POST /v1/route — the routing-brain endpoint. The decision is also queryable standalone, without serving the request: send a completions-shaped body, get back { tier, model, provider, work_class, reason, confidence, session_id }. The OpenClaw plugin uses this to route deny-class requests directly to the gateway's native provider — bypassing anvil entirely — and to send allow-class requests through. Status 200 (decision made, even if cloud), 400 (malformed), 503 (no suitable tier).

The quality profile (the moat)

The quality gate — work proven on a tier stays local ($0 metered); unproven work is deferred to the harness's own opt-in cloud subscription; measured per (model, work-class)

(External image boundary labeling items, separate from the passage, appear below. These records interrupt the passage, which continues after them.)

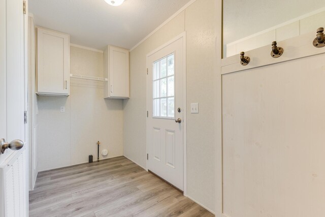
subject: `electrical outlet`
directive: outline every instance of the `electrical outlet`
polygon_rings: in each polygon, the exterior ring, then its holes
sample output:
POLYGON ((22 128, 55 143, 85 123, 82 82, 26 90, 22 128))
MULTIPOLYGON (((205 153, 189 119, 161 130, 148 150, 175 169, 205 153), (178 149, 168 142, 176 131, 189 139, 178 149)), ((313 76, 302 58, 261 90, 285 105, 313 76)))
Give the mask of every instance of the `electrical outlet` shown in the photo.
POLYGON ((191 103, 191 113, 199 113, 199 103, 191 103))

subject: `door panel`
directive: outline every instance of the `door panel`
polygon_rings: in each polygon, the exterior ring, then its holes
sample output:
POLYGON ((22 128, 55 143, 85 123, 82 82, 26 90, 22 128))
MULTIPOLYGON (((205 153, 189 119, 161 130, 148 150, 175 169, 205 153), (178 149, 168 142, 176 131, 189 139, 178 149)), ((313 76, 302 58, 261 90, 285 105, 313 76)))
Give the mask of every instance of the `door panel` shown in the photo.
MULTIPOLYGON (((24 110, 27 87, 22 0, 0 2, 0 139, 25 142, 24 110)), ((26 29, 27 30, 27 29, 26 29)), ((27 158, 19 151, 0 154, 0 216, 27 214, 27 158)))
POLYGON ((183 46, 179 38, 147 58, 148 168, 181 190, 184 120, 177 108, 183 107, 183 46))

A table keyed (model, work-class) → {quality_score, sample_n, last_measured, decision} where decision ∈ {allow, allow-with-verify, deny}. Hand-seeded for the MVP; later bootstrapped from the shadow-eval harness (the planning eval generalized to arbitrary work-classes), right-sized from measured usage via profile, and continuously calibrated from sampled production traffic graded off the hot path. Keyed on a serve fingerprint (model + quant + engine + serve flags) so a quant/engine swap marks affected rows stale and triggers re-measure.

Architecture

anvil-serving routing pipeline — local-first across fast-local / heavy-local ($0 metered); cloud is the harness's own, opt-in

          ┌──────────────────── anvil-serving router ───────────────────┐
harness → │ front door → resolve intent → route → [verify] → return     │ → harness
(CC/Codex)│  (Anthropic   (preset in        (filter by    │  on fail ↘          │
          │   +OpenAI      model field, else  constraints, │  fall back to       │
          │   dialects)    infer work-class)  rank by       │  next local tier    │
          │                                   quality profile)                   │
          └───────────────────────────────┬──────────────┴────────────────────┘
                                           ▼
                fast-local :30001   heavy-local :30000    · cloud is opt-in ·
                  (multiplexer-managed, free GPU)         on a local miss anvil returns 503;
                                                          the harness fails over to its OWN
                                                          cloud subscription (anvil holds no key)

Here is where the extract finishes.